Silverman also rejected the plaintiff’s argument that the list of available sites did not allow them a reasonable opportunity to operate their business because the sites were zoned only for industrial – not commercial – use.

“Whether or not an industrial zone permits generic commercial business within its borders rests on a legislative policy judgment,” he said. “Asking whether an industrial zone is suitable for generic commercial activity examines the physical characteristics and infrastructure of the land within the zone.”

“If an industrial site is reasonably accessible and has sufficient infrastructure to be “available”… it remains available even if its use for other commercial purposes may be restricted by the zoning law.”

He similarly rejected the argument that the sites were insufficient for their purposes, noting that the plaintiffs offered no evidence by which to compare the size of sites to others in cases they had cited, and pointing out that the plaintiffs remained free to locate within commercial zones in incorporated areas that fell outside of the ordinance’s jurisdiction.

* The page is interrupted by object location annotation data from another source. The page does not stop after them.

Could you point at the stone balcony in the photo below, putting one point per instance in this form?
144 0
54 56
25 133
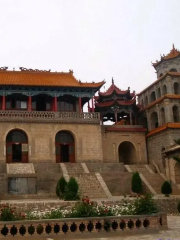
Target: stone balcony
49 117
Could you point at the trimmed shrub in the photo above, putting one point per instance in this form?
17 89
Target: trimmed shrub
145 205
60 187
166 188
71 190
136 183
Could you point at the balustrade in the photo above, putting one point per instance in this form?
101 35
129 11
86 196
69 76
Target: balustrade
87 225
40 116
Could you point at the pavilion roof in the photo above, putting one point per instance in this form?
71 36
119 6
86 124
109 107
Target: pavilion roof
113 88
116 102
173 54
43 78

Silverman also agreed with the district judge that the ordinance did not violate Government Code Sec. 65860, which requires ordinances to be consistent with a county’s general plan, because the plaintiffs had failed to raise the claim in their complaint.

He did, however, reverse the district court’s decision to sever the time period for review of permits, noting that once the severed provision was removed, the provision remained unconstitutional.

“A licensing requirement for protected expression is patently unconstitutional if it imposes no time limits on the licensing body,” he wrote.

Silverman said that the correct action was to sever only the provisions of the ordinance imposing a permit requirement, leaving its other provisions intact, and he remanded the case to district court with corresponding instructions.

Senior Deputy San Diego County Counsel Thomas D. Bunton told the MetNews that the county was pleased with the decision, and that it had already taken steps to amend the ordinance’s permitting requirement. He said that the time period had been reduced to 15 days, and anticipated that this change would resolve the matter.

Spokespersons for the plaintiffs did not return a call seeking comment.

Judges William A. Fletcher and Richard R. Clifton joined Silverman in his opinion.

The case is Tollis Inc. v. County of San Diego, No. 05-56300.